DataBrew Profile Overview

The profile view also has data insights into individual columns, showing several quality metrics for the selected column.

DataBrew Column Stats

Transformations

DataBrew currently has over 250 built-in transformations, which AWS confusingly calls “Recipe actions” in parts of its documentation.

DataBrew Transformations

The transformations are categorized in the menu bar above the profile grid. Transformations include removing invalid values, remove nulls, flag column, replace values, joins, aggregates, splits, etc. Most of these should be familiar to a data professional. With a join you can enrich one dataset by joining to other datasets.

Recipes

When we’re in the Projects tab, and we apply a transformation to a column, we’re creating a recipe step.
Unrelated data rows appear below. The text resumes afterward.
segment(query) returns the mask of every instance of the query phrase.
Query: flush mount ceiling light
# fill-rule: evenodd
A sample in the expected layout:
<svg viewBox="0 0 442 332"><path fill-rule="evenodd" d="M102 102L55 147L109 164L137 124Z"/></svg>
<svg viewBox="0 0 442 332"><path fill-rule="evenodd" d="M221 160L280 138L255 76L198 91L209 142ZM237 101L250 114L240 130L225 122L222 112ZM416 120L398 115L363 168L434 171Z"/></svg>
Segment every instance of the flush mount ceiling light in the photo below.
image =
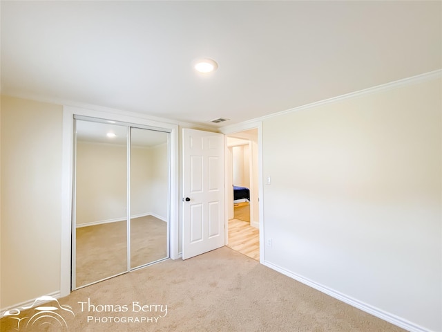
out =
<svg viewBox="0 0 442 332"><path fill-rule="evenodd" d="M194 62L193 68L199 73L207 73L216 71L218 64L212 59L200 59Z"/></svg>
One or more recipe steps form a recipe, and there isn’t a published maximum number of recipes per dataset. Since each recipe can be called by a separate job, this provides a great deal of flexibility in our data prep processes. Recipe steps can only be edited on the Projects tab; the Recipes tab lists the existing recipes, allows for downloading of recipes and some other administrative tasks. Recipes can be downloaded and published via CloudFront or the CLI, providing a rudimentary sharing ability across datasets.

DataBrew Recipes Tab

Opening a recipe brings up summaries of the recipe’s versions, and the other tab on this page opens up the data lineage for the recipe. This lineage is not the data lineage through your enterprise, just the pathway through the recipe. My simple example here isn’t that impressive, but if you build a more complex flow with joins to other datasets and more recipes, this will be a nice view. Although you can preview the datasets and recipes at the various steps, this is not a graphical workflow editor.

DataBrew Lineage

This is also a convenient screen to access CloudTrail logs for the recipes

Jobs

There are two types of jobs in DataBrew–“recipe” and “profile”.

DataBrew Job Types

A profile job examines up to 20,000 rows of data (more if you request an increase). The results of a profiling job include:

  • data type
  • unique values count
  • missing values count
  • most common values and occurrences
  • minimum and maximum values with occurrences
  • percentiles, means, standard deviation, median
  • and more…

One feature missing in the Profiling is determining the pattern or length of text values. The Profiling results are saved in JSON format, can be saved in S3, and there is an option to create a QuickSight dataset for reporting. Anything more than QuickSight will require some custom processing of the JSON output. Although it took this long in a blog post to discuss profiling jobs, a profile is something which really should be created before building recipes.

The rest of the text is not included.